Once you have uploaded the dataset collection, you can evaluate
function to run an evaluation, as shown in the example below.
Detectors are specified using the config
parameter as shown below.
For each metric, you can specify the name of the invoked AIMon detector in the detector_name
field.
We recommend leaving default
if you are new to the platform.
- Python
- TypeScript
from aimon import evaluate
import os
eval_config={
'hallucination': {'detector_name': 'default'},
'toxicity': {'detector_name': 'default'},
'conciseness': {'detector_name': 'default'},
'completeness': {'detector_name': 'default'}
}
res = evaluate(
dataset_collection_name="my_first_dataset_collection", # use the same name you specified in client.datasets.collection.create
headers=['context_docs', 'user_query', 'prompt', 'instructions', 'output'], # columns of your dataset used in the evaluation
application_name="llm_marketing_summarization_app_v5",
model_name="meta-llama/Llama-3.2-1B_finetuned_oct_4", # name of your LLM which generated the dataset responses
evaluation_name="simple_eval_with_output_oct_17",
api_key=os.getenv("AIMON_API_KEY"),
aimon_client=aimon_client,
config=eval_config,
)
print(res[0].response)
# AnalyzeCreateResponse(message='Data successfully sent to AIMon.', status=200)
const config = {
hallucination: { detector_name: "default" },
toxicity: { detector_name: "default" },
conciseness: { detector_name: "default" },
completeness: { detector_name: "default" }
};
for (const record of datasetCollectionRecords) {
// Analyze quality of the generated output using AIMon
const aimonResponse: Client.AnalyzeCreateResponse =
await aimon.analyze.create([
{
application_id: application.id,
version: application.version,
prompt: prompt !== null ? record.prompt : "",
user_query: userQuery !== null ? record.userQuery : "",
context_docs: record.contextDocs,
output: record.output,
evaluation_id: evaluationRun.evaluation_id,
evaluation_run_id: evaluationRun.id,
},
]);
}
Lower-level API
If you need more control over the evaluation or continuous monitoring process, you can use the lower-level API described in this notebook.
Glossary
Evaluation
Before deploying an LLM application to production, it is a good idea to test it with either a curated golden dataset or a snapshot of production traffic.

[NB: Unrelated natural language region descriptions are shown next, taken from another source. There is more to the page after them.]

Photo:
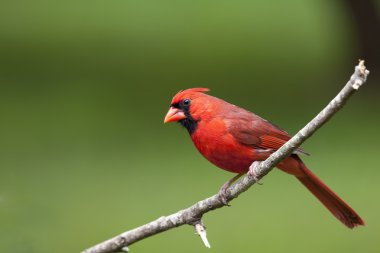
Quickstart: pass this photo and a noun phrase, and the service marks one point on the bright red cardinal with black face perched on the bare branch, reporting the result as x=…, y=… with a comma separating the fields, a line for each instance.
x=233, y=138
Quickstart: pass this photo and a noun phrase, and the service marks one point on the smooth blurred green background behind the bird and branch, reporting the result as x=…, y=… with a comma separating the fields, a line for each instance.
x=85, y=155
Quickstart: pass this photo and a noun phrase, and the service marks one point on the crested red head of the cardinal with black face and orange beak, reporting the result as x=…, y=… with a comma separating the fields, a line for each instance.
x=186, y=108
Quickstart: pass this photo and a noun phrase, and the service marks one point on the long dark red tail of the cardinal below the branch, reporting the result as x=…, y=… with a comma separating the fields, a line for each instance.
x=340, y=209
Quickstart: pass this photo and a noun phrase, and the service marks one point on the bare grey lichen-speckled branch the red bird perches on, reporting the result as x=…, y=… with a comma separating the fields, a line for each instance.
x=193, y=214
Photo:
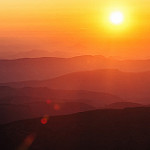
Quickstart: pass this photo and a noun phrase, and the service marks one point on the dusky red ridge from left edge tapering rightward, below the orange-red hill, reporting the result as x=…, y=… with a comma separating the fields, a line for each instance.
x=39, y=94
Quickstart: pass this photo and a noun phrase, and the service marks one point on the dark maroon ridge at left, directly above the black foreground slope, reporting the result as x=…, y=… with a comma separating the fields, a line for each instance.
x=14, y=112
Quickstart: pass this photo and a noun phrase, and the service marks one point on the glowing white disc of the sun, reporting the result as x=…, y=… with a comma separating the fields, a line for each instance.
x=116, y=18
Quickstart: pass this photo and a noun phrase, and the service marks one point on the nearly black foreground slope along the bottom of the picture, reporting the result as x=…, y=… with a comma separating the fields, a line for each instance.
x=127, y=129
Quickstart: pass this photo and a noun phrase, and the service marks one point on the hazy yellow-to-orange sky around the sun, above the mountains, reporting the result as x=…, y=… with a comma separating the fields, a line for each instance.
x=75, y=25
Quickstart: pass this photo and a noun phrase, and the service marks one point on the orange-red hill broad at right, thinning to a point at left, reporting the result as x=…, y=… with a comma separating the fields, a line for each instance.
x=124, y=84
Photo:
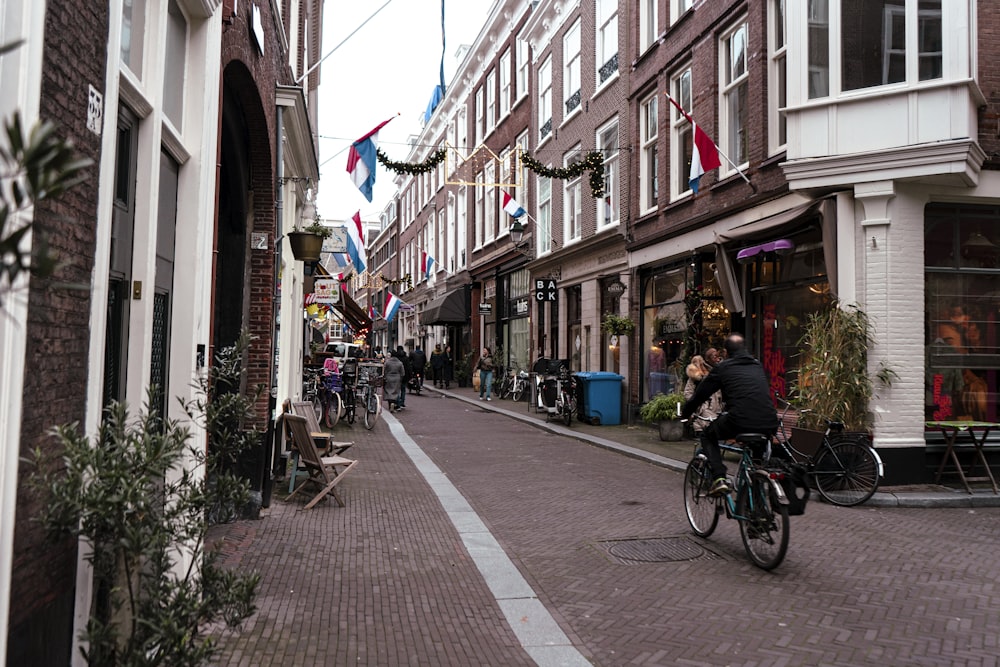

AIMon platform provides detectors to assess the quality of the generated text in your dataset. AIMon adopts a "batteries included" approach, i.e., you do not have to use another third-party API.
Model
A model is a generative model, typically an LLM, that generates text based on an input query, context and user provided instructions. The model can be a vanilla model, a fine-tuned model or a prompt-engineered model. When evaluating on a dataset, you simply tag your evaluation with a model name.
Application
An application is a specific use-case or a task that is associated with a model. For example, a summarization application. Each application is versioned i.e., each application is associated with a particular model for a given version of the application. When you use a different model for the same application, AIMon will automatically create a new version of the application.